あれが僕の人生なんだと思います。
あそこでスライダーを投げたのも、スローボールを投げたのも、僕の人生なんです。
あの舞台を経験できたので、それからは、勝ちにこだわるようになりました。
強くなれたっていうのは自分の中にあります。
僕も小林も、プロに入る夢を果たせたので、いい経験をさせてもらったのかなと思います。
第89回全国高等学校野球選手権大会の決勝戦を振り返って、広島東洋カープで活躍中の野村が2016年に語った言葉です。
野村の高校入学から、今でも語り継がれることとなった佐賀北との決勝戦までを振り返ります。
野村祐輔の高校時代
広陵高校入学
野村は、岡山県倉敷市出身。
小学校1年生の時に軟式野球を始め、6年生の時には県大会で準優勝。
中学では地元の硬式野球チームで2番手投手として活躍し、西日本大会で優勝を果たしています。
もともとは「地元の岡山の高校で甲子園に」という気持ちが強かった野村でしたが、2003年のセンバツで広陵が優勝するのをテレビで見て、親から「目指してみんか?」と言われ見学に行き、自身の判断で入学を決めています。
時を同じくして、大阪から広陵を見学し、一般受験で入学したのが、のちに野村とバッテリーを組むことになる小林誠司(読売ジャイアンツ)でした。
野村祐輔の素質
入学当初は、ものすごい剛球を投げている感じではなかった野村でしたが、コントロールが良く、しかも投球にうまさと賢さがあり、考える力がありました。
当時の野村を見た中井哲之監督は、「これが力強くなれば球速も速くなるだろう」、「うまいな、伸びしろがあるな」と感じていました。
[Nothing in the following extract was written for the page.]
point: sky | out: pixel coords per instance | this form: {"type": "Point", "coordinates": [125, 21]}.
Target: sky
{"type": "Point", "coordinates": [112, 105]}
そんな野村は1年生の時からベンチ入りし、甲子園には3年の第79回選抜高等学校野球大会と第89回全国高等学校野球選手権大会に出場しています。
選抜大会では、1回戦で唐川侑己(千葉ロッテマリーンズ)を擁する成田高校を延長戦の末に2-1で制し、2回戦は北陽高校に5-3で勝利するも、準々決勝で中村晃(福岡ソフトバンクホークス)や杉谷拳士(北海道日本ハムファイターズ)擁する帝京に1-7で敗れました。
第89回全国高等学校野球選手権大会
この大会から、「東西対抗方式」から「全地区フリー抽選方式」となり、南北に分かれている北海道と東西に分かれている東京の2校以外は、地区に関係なくフリーの抽選が行われるようになった最初の大会。
広陵は、1回戦で、前年まで3年連続で決勝に進出していた駒大苫小牧と対戦。9回2死から逆転し5-4で勝利。2回戦の東福岡戦は打線が繋がり14-2、3回戦の聖光学院戦(8-2)、準々決勝の今治西戦(7-1)と危なげなく勝ち進み、準決勝では、その年のセンバツを制した常葉菊川と対戦します。
この試合で野村は12安打を浴び、9回は2死走者なしから3連打で2点を返され1点差とされるもそのまま逃げ切り、4-3で決勝進出を果たします。
決勝は佐賀県代表の佐賀北。
佐賀北は、練習時間は午後7時30分まで、試験の1週間前からは部活動を休止するというふつうの県立高校。
7年ぶり2度目の出場となった今大会の開幕試合で、福井商に快勝して甲子園初勝利をあげると、2回戦の宇治山田商戦では延長15回引き分け後の再試合を制し、準々決勝の帝京戦でも延長13回の熱戦を戦い抜き、決勝に駒を進めてきました。
試合は4-0で広陵がリードし、8回裏を迎えます。
7回まで被安打1と完璧な投球を見せていた野村でしたが、1死から8番打者の久保に緩いボールを打たれ4イニングぶりとなる安打を許します。
5万人の歓声がこの安打をきっかけに徐々にヒートアップしていき、その後も連打と2四球で1点を返されると、観衆のボルテージはピークを迎えます。
そして満塁の場面で3番打者の副島にレフトスタンドへの逆転満塁本塁打を打たれ、4-5で優勝を逃すことになります。
野村祐輔まとめ!
- 広陵への進学は自身で決断
- 現読売ジャイアンツの小林誠司とバッテリー
- 佐賀北戦は勝ちにこだわるいい経験
野村と小林のバッテリーが佐賀北との戦いで後悔した1球は、満塁本塁打を打たれた甘く入ったスライダーではなく、1死から打たれた8番打者に投じた1球でした。
打撃力の劣る8番打者に対して緩いボールを投げてしまい、「根拠のないボールだった」とのちに語っています。
この安打をきっかけに甲子園の空気は一変。
微妙な審判のストライクゾーンをはじめ、広陵にとっては逆風とも言える雰囲気に包まれた甲子園球場。
弱冠17歳の高校生には残酷なシーンとさえいえるものでした。